Would you like to see the cheese makers in action? Schedule a visit through Consorzio Parmigiano Reggiano.

How to savor Parmigiano-Reggiano

parmigiano reggianoParmigiano-Reggiano isn’t just grated on pasta! It is actually very versatile in the kitchen.

Use Parmigiano-Reggiano:

  • AS AN APPETIZER: the best Parmigiano to be used as an appetizer is the one that has aged for 18 months. It is ideal with raw vegetables, celery and sweet little tomatoes. To enhance its delicate flavor, try it with fruit mustard, such as kiwi, apricot and melon. To be served with a glass of dry white wine.
  • TO ADD FLAVOR TO PASTA AND SOUPS: use Parmigiano aged at 24 months.

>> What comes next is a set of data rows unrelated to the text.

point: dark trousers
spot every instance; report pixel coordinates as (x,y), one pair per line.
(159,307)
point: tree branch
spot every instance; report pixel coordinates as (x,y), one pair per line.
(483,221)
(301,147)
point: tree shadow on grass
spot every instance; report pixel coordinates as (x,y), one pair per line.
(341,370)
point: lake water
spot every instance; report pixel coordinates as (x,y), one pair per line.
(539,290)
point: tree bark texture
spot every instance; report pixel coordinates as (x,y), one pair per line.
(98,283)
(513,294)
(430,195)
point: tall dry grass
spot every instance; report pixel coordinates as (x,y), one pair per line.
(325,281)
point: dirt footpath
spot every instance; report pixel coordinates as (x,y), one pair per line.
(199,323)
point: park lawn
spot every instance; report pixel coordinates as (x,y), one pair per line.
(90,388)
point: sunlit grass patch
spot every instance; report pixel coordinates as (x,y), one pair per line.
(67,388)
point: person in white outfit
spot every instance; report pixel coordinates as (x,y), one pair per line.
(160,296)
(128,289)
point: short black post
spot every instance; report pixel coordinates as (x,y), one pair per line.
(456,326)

It is perfect with pasta, risotto, soups, either grated or in flakes.
  • WITH MEAT AND SEAFOOD: 22 to 30 months aging time is the perfect Parmigiano for carpacci of meat and seafood, cut in thin flakes, with arugula and just a drop of olive oil. This aging time goes well with more robust red wines.
  • WITH VEGETABLES AND SALADS: Parmigiano-Reggiano is perfect with fresh salads and seasonal vegetables; it is an essential ingredient for making quiches, baked vegetables and some traditional recipes, like eggplant parmigiana.
  • WITH FRESH FRUIT AND NUTS: 15- to 18-month-old Parmigiano is fantastic with fresh fruit such as pears, apples, grapes and strawberries. 24- to 28-month-old Parmigiano is perfect with dry fruit, such as figs and plums, as well as walnuts and hazelnuts.
  • WITH BALSAMIC VINEGAR: Finally, cut a thick flake of 30 to 36-month-old Parmigiano and taste it with a drop of traditional balsamic vinegar.